Sustainability. Contractual agreements created during the outbreak were often made in rapid fashion without thought to future outbreaks, and the applicability and sustainability of the agreements were not considered. Many agreements have expired and many HDs have not renewed them across facilities due to limited resources. For this reason, many HDs would have to rebuild relationships and create new agreements in the context of a new outbreak.
Security. Perceptions related to data security were more of a bump in the road, rather than a barrier. Because access was primarily onsite at healthcare facilities, there were few security concerns related to remote access. HDs mainly encountered security concerns while getting login and passwords to access EHRs, which may have caused delays for a few days. Those HDs who had developed relationships with healthcare facilities received access to the EHR system more quickly, compared to those who were forging new relationships.

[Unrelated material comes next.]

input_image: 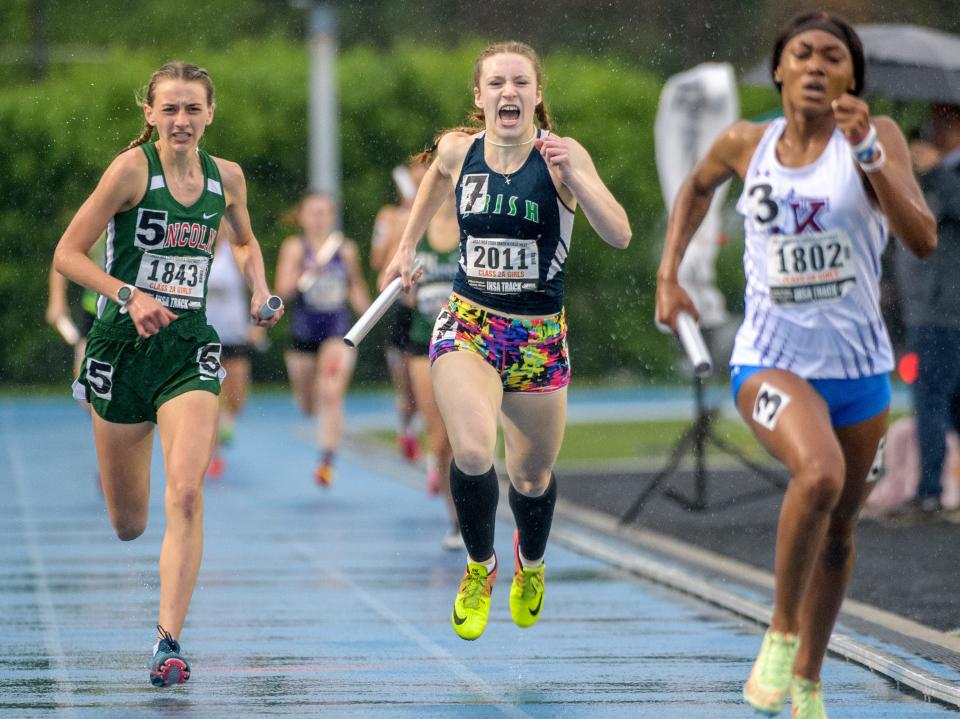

Privacy. Perceptions of privacy laws were an initial barrier for HDs to gaining access to EHRs in healthcare facilities. During the fungal meningitis outbreak, many healthcare facilities and HDs lacked uniform understanding of the guidance federal and state laws provide related to patient privacy and EHRs, particularly related to the Health Insurance Portability and Accountability Act of 1996 (HIPAA). Requests for EHR access gave many healthcare facilities pause, but in most cases, a conversation between the HD and healthcare facilities’ legal counsel about the exceptions for HDs under HIPAA easily resolved this issue.
In addition to an assessment report, the information from this assessment will be compiled in a toolkit to help state HDs address the needs of the healthcare facilities related to EHR access. The toolkit will provide perceived barriers, recommendations to overcome those barriers, best practices that support EHR access, and practical tools such as templates, memorandums of understanding (MOUs), and policies. The report and toolkit will be developed into a website that will be housed on the Association of State and Territorial Health Officials (ASTHO) website, with links posted on the Centers for Disease Control and Prevention’s HAI website. Emails will be distributed to states to share the information in effort to support awareness of best practices, barriers, and policies. The toolkit will be distributed to HDs, healthcare facilities, and other stakeholders to support awareness and strengthen relationships between public health and clinical care. These activities will facilitate the quick and efficient identification of cases in outbreaks and protect the health and safety of patients.